MN House Republicans: Black lives don’t matter

Cities support Forum’s 5-Point Plan as GOP legislators ignore it


(l-r) Jeff Hassan, Chris Tolbert (to the left of Coleman), and St. Paul Mayor Chris Coleman (Photo by Charles Hallman/MSR News)
(l-r) Jeff Hassan, Chris Tolbert (to the left of Coleman), and St. Paul Mayor Chris Coleman (Photo by Charles Hallman/MSR News)

With the Minnesota State Legislature’s 2016 session slated to end next week, the issue of addressing economic inequality among its state citizenry of color may once again be ignored. This contrasts sharply with the consensus at other levels of government that the issue requires immediate, urgent attention.

According to U.S. Census data, there’s a nearly $50,000 gap in median annual incomes between Black families ($33,900) and White families ($81,500), and over $35,000 between Black families and Asians ($71,500).

“It became a wake-up call for us to do something,” said African American Leadership Forum Executive Director Jeff Hassan of his group’s 5-Point Plan that was conceived late last year.

The plan includes:

  1. Hiring in public and private sectors “that reflects the racial diversity” in the state, county, cities and school districts
  2. Black businesses getting a fair share of public and private contracts
  3. State legislation to end economic inequality
  4. “Equitable investments” in the Black community by state-based philanthropic organizations
  5. An annual report card created jointly by Black organizations, public, private and philanthropic sectors “to set goals and measure if what we are doing achieves results,” said Hassan last week during a May 11 press conference at St.

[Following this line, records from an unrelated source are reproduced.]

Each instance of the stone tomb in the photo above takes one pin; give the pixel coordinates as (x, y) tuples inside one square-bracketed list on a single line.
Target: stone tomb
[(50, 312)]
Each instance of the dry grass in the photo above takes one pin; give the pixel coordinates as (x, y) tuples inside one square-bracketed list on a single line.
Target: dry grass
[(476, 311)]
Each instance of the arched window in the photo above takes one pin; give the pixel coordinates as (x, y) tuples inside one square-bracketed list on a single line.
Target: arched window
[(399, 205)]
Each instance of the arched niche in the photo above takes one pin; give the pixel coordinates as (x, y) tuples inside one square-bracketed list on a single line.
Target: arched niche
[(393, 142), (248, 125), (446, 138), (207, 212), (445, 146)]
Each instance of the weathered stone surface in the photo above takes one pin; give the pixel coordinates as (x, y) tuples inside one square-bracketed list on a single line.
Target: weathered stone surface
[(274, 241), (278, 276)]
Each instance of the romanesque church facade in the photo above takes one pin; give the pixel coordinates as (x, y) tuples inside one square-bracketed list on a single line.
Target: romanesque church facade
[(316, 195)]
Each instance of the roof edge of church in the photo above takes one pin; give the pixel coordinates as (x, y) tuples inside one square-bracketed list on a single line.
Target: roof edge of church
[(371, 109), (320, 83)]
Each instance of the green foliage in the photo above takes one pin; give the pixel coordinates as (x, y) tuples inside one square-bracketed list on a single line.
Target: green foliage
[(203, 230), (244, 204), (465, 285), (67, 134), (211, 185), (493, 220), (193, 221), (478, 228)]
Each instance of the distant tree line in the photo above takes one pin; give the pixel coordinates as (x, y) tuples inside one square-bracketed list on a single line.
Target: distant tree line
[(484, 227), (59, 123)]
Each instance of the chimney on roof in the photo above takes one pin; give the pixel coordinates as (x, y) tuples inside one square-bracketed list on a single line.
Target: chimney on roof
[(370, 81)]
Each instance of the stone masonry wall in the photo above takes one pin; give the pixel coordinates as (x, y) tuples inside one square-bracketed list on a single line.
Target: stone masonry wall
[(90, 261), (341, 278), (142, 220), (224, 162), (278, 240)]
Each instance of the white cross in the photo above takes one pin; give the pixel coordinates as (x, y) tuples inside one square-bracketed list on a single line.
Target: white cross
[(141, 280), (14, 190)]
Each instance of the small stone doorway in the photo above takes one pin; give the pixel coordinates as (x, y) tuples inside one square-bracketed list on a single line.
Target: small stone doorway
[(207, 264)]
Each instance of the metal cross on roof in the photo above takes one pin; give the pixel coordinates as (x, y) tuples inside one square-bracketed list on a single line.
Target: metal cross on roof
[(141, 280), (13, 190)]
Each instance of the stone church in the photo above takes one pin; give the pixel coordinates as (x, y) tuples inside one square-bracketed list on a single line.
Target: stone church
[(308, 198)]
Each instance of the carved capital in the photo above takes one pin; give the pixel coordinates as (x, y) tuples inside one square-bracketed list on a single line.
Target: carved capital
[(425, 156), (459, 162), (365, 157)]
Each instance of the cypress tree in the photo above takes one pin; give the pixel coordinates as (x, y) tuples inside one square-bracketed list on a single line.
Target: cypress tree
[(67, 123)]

Paul City Hall.

“The big issue is what we do now to address these glaring disparities,” said Hassan as he pointed out that Minnesota is “51st” in the U.S. “behind the District of Columbia and the other 49 states for African Americans.”

The St. Paul City Council last week unanimously voted to support the plan. “All seven of us and the mayor all agree on this,” pledged Councilman Chris Tolbert. Minneapolis Mayor Betsy Hodges also endorsed the plan last month.

“The response we received from Mayor [Chris] Coleman…has been tremendous,” continued Hassan. “We also got the mayor of Minneapolis, Betsy Hodges. And the University Of Minnesota Board of Regents and President [Eric] Kaler, the governor and lieutenant governor…have all agreed to the 5-Point Plan.”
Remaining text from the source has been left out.